Tulin’s settings are not confined to extremity or dereliction: several pieces here are set in coffee shops, others in the refuge of libraries and bookshelves and consider the refuge such ordinary venues can provide (damaged veterans can ‘dress their gashes in prose or verse’ in ‘Behind Bookcases’). ‘Quiet of the Park’ offers an accumulation of quite beautiful, if plangent images, ‘ I drift off in the quiet of the park where the rustling leaves keep me company…’ : this one reminded me of James Wright’s famous hammock at William Duffy’s farm in Pine Island, Minnesota. Whatever the situation of a poem’s speaker, they are frequently able to say: ‘I still have my words to read./ I still have my poetry.’ (from the title poem, ‘Awkward Grace’). Even in utter despair there is a blessing and a poetic image to perceive: ‘I bathe in the water, / feeling blessed/ by the abandoned angels/ above the dark red sky,’ says the lost soul in ‘Last Cigarette’.

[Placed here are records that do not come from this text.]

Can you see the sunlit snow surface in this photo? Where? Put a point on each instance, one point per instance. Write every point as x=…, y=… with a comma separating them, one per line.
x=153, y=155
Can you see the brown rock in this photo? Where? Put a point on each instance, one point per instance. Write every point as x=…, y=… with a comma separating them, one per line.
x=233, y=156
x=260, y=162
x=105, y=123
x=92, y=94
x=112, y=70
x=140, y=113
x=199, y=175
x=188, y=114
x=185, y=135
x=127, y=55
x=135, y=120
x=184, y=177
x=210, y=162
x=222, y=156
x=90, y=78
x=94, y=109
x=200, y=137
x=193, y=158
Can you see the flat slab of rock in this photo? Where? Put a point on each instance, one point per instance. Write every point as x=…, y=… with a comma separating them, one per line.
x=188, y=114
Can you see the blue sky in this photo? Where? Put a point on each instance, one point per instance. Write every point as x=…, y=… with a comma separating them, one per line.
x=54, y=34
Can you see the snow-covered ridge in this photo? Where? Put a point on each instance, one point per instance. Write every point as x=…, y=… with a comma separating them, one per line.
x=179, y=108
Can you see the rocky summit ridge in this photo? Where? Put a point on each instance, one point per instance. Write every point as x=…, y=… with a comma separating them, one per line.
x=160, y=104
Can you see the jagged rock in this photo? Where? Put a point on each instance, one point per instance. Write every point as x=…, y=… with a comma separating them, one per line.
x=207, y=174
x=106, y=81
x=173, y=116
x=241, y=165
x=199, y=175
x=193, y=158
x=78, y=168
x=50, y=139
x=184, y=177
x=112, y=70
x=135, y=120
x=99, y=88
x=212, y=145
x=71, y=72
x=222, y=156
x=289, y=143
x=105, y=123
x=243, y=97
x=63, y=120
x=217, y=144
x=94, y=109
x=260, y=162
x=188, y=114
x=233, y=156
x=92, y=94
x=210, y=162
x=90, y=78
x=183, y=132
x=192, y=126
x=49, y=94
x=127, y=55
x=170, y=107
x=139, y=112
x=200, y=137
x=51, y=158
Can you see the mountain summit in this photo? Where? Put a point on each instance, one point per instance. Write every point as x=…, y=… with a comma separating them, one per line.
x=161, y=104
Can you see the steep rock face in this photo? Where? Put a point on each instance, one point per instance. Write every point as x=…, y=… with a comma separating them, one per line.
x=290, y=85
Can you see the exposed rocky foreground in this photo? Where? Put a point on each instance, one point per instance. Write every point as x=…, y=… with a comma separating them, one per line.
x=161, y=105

There is plenty of unforced poetry here, then, and a profound engagement in the experience of those perceived to be less fortunate. Does this make the grace depicted awkward? I’m still puzzled by the term. There is certainly no awkwardness in the language and shaping used in the poems: lines are notably calm and reflective throughout, with accessible syntax and easily read end-stopped lines. Perhaps, however, there is an awkwardness in the poet’s use of these discarded lives to create poetry that the subjects may not appreciate themselves – is Tulin the ‘artful voyeur’ that Seamus Heaney once famously accused himself of being? I actually don’t think so, partly because the poems are so humbly accessible, and partly because of Tulin’s obvious empathy with his subjects – he presents what could be his own experiences in some of the poems too. Ultimately, I wonder whether the awkwardness is intended for me, the reader to experience: after my attention has been drawn to the poignancy of life’s brief respites for those on the margins, what is my subsequent responsibility? In what ways have I facilitated unnecessary suffering and how far should I find beauty in, or help redeem such suffering – and are these two approaches directly conflicting, or part of the same humanitarian project? Awkward grace indeed, or perhaps, necessarily thought-provoking. My thanks to Mark Tulin, who in this pamphlet has given me a window onto the poetry that occurs after ‘the street lights go dim and the shops close / and only a few souls are left walking alone.’ (‘The Community Piano’).